Everyone these days wants easy, quick meals that taste great and require little prep or clean-up! WOW, that is a tall order!! All of these attributes — easy, quick, tasty, easy prep, little clean-up — are not that cut and dry.
Most people use the number of ingredients or overall length of a recipe as an indicator of a “good” recipe. Or they worry about the number of dishes and the clean-up involved before they even start. This focus on the front-end or back-end with no regard to the middle or actual cooking leads many to avoid or disregard recipes that are healthy, delicious, and satisfying. The truth is most of the “indicators” we use are highly subjective and are not an accurate representation of reality.
Easy and quick are not intrinsic qualities. They are a result of repetition and practice. The first time you do anything it will be harder and take longer than you think.
Tasty or delicious are very subjective terms as we each have our own likes and dislikes. However, creating a delicious dish is hugely dependent on the quality of ingredients used and your knowledge of flavor building and balancing, a skill that comes with practice and experience. In fact, when using a small number of ingredients the QUALITY of those ingredients is crucial, and cutting corners is the fastest way to failure.
I also see so many people avoid recipes because they involve a prep method or technique that is unfamiliar to them. Since they have never done it, it must be difficult or time-consuming. In most cases, it is just a matter of learning the skill or practicing the technique. This is especially true of anything related to knife skills. We purchase gadgets that chop, dice, and slice or pay premium prices for pre-cut produce that not only cost more but lack nutritional value and flavor.
Do you want to eat and cook healthier? Do yourself a favor and FIRST focus on technique and skill rather than recipe collecting. Once you feel comfortable in the kitchen and have mastered a few simple dishes, you will have a whole new approach when “recipe shopping”.
This recipe for Sheet Pan Spaghetti Squash is a favorite of mine and is a good place to start focusing on technique and flavor building. It fits most common criteria — simple, quick, little prep, and fast clean-up! Although steaming or even microwaving a squash whole might seems easier (and a way to avoid having to cut the squash), by roasting you bring out more layers of flavor. With its limited ingredient list, be sure you use the highest quality you can find. The olives and capers are intricate to the dish, so if you “really” don’t like them, this probably isn’t your dish. The pine nuts add a welcome creamy crunch, but sunflower seeds make a good substitute and help boost the nutritional levels. If cutting the squash is intimidating, I’ve included a video showing you how!

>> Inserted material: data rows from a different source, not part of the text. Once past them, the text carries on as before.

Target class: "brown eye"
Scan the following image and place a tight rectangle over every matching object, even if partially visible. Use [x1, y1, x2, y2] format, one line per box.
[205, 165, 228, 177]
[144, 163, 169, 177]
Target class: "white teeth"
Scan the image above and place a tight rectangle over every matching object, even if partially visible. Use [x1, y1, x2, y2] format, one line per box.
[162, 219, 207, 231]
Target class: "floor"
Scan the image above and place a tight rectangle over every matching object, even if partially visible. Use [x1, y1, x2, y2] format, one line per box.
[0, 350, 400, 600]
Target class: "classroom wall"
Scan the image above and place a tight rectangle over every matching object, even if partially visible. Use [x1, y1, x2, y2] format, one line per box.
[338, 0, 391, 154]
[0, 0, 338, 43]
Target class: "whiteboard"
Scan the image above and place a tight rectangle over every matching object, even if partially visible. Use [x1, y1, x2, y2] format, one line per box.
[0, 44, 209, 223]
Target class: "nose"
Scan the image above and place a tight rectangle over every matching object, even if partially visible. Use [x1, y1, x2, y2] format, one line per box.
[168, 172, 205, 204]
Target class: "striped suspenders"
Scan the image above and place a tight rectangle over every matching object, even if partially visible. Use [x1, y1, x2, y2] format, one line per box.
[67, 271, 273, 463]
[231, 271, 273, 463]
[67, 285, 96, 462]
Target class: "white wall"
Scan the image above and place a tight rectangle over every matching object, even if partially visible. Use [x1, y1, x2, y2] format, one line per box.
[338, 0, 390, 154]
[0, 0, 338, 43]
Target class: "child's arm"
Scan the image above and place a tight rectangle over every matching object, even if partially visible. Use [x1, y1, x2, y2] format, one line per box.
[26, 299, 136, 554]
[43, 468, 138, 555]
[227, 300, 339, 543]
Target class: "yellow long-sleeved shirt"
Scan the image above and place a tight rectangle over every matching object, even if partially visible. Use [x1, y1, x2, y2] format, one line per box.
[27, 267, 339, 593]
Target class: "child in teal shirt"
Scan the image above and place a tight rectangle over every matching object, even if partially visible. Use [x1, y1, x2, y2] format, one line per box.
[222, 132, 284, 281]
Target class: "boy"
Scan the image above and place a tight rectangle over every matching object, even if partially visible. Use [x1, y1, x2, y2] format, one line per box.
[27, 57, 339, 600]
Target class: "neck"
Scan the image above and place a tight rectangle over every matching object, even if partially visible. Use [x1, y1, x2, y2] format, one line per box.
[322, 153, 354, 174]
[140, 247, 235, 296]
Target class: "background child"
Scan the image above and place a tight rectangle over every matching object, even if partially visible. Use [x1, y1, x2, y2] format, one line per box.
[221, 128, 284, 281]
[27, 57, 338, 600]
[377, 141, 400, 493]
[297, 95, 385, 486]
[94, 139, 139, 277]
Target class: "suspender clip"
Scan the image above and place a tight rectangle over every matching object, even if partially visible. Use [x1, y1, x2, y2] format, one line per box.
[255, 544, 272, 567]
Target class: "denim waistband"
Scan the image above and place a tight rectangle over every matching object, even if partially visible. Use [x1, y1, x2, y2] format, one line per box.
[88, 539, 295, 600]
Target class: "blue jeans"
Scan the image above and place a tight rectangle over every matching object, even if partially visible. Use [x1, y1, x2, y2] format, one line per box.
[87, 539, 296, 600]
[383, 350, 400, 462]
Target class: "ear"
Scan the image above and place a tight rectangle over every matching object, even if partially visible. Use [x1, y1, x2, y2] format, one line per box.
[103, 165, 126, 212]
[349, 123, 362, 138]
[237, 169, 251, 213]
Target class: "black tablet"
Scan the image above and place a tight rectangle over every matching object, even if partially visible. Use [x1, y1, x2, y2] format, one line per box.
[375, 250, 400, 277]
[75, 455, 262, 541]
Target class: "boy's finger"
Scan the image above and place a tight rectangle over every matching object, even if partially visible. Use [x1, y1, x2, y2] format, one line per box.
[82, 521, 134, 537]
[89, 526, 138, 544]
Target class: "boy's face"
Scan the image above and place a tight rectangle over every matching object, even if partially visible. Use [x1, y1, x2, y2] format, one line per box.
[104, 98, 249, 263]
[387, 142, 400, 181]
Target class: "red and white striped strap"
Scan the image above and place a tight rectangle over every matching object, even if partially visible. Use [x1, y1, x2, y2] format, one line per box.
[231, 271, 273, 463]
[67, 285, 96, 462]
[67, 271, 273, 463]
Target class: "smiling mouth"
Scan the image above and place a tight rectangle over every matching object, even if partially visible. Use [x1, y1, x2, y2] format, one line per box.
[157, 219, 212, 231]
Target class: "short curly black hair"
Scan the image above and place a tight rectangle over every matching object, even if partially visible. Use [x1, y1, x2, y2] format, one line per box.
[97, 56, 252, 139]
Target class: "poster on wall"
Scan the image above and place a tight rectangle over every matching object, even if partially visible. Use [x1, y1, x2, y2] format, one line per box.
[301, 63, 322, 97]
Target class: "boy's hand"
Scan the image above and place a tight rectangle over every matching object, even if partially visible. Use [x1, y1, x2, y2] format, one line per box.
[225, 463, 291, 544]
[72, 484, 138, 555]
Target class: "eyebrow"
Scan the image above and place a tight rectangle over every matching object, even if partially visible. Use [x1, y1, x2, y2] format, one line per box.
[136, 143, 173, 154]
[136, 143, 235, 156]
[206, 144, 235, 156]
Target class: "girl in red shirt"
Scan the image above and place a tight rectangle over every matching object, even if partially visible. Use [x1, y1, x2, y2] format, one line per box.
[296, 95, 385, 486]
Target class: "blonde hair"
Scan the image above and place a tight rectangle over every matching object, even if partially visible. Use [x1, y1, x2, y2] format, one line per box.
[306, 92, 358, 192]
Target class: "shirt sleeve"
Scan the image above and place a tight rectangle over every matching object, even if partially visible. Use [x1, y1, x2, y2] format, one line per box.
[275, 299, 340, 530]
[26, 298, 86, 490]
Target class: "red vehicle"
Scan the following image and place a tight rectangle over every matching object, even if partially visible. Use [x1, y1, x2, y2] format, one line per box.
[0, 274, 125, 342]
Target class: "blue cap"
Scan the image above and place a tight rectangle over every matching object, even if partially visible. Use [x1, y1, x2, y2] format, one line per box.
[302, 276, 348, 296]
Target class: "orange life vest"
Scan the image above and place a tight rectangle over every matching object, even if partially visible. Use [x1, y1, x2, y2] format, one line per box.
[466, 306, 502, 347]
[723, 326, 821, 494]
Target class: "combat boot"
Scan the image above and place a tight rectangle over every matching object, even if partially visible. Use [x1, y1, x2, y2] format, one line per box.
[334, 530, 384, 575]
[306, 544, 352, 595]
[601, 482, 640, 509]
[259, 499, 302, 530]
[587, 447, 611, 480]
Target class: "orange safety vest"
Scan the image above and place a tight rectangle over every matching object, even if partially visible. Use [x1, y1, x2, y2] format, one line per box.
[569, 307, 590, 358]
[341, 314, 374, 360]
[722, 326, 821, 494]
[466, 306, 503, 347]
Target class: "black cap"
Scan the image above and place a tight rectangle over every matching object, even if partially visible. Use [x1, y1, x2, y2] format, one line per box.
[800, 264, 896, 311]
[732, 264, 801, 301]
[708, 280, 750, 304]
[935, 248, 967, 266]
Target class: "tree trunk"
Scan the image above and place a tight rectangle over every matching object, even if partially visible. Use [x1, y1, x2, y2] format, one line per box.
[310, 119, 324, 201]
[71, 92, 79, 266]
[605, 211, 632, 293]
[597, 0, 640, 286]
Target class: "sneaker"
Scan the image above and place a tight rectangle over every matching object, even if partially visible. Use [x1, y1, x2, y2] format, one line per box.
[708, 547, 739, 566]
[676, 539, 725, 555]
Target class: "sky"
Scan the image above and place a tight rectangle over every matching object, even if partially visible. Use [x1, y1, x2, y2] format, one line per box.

Until next time, Happy Cooking!!
Sheet Pan Spaghetti Squash Puttanesca
- 1 large Spaghetti Squash
- Salt and Freshly Ground Pepper
- Extra Virgin Olive Oil or other oil of choice
- 1 Tablespoon Garlic minced
- 1 Pint Grape or cherry tomatoes
- 1/2 Cup Kalamata olives pitted and halved
- 2 Tablespoons Capers drained and rinsed
- 1/2 Teaspoon Crushed Red pepper flakes optional (to taste)
- 1/4 Cup Toasted Pinenuts or sub toasted sunflower seeds
- 1/4 Cup Fresh basil cut in chiffonade
- 1/4 Cup Chopped fresh parsley
- 1/4 Cup Freshly grated Parmesan Cheese optional (omit for Vegan option)
Preheat oven to 400 degF.
Halve squash lengthwise and scoop out seeds. Brush cut side of squash with oil. Season inside of squash with salt andpepper. Cover baking sheet with parchment or foil and place squash halves cut side down on sheet and bake 25 minutes.
Meanwhile, in a large bowl combine garlic, tomatoes, olives, capers, red pepper flakes and about 2 tablespoons oil. Remove the baking sheet from the oven and transfer the tomato mixture to sheet alongside squash. Reserve mixing bowl. Return sheet pan to oven and cook until squash is tender and the tomatoes are soft and starting to blister, about 15 minutes more.
Remove sheet pan from oven. Scrape squash crosswise to pull strands from shells into reserved bowl; discard shells. Using the back of a fork or spoon, gently push down on tomatoes on sheet pan to break them up and release their juices. Scrape tomato mixture and any accumulated juices into bowl with squash. Add about 1 tablespoon oil, then toss with half of the basil, parsley and pine nuts. Season to taste with salt and freshly ground pepper. Divide among plates and garnish with remaining basil, parsley, pine nuts and Parmesan, if desired.
Vegan option — omit Parmesan cheese. Sprinkle with Nutritional yeast, if desired.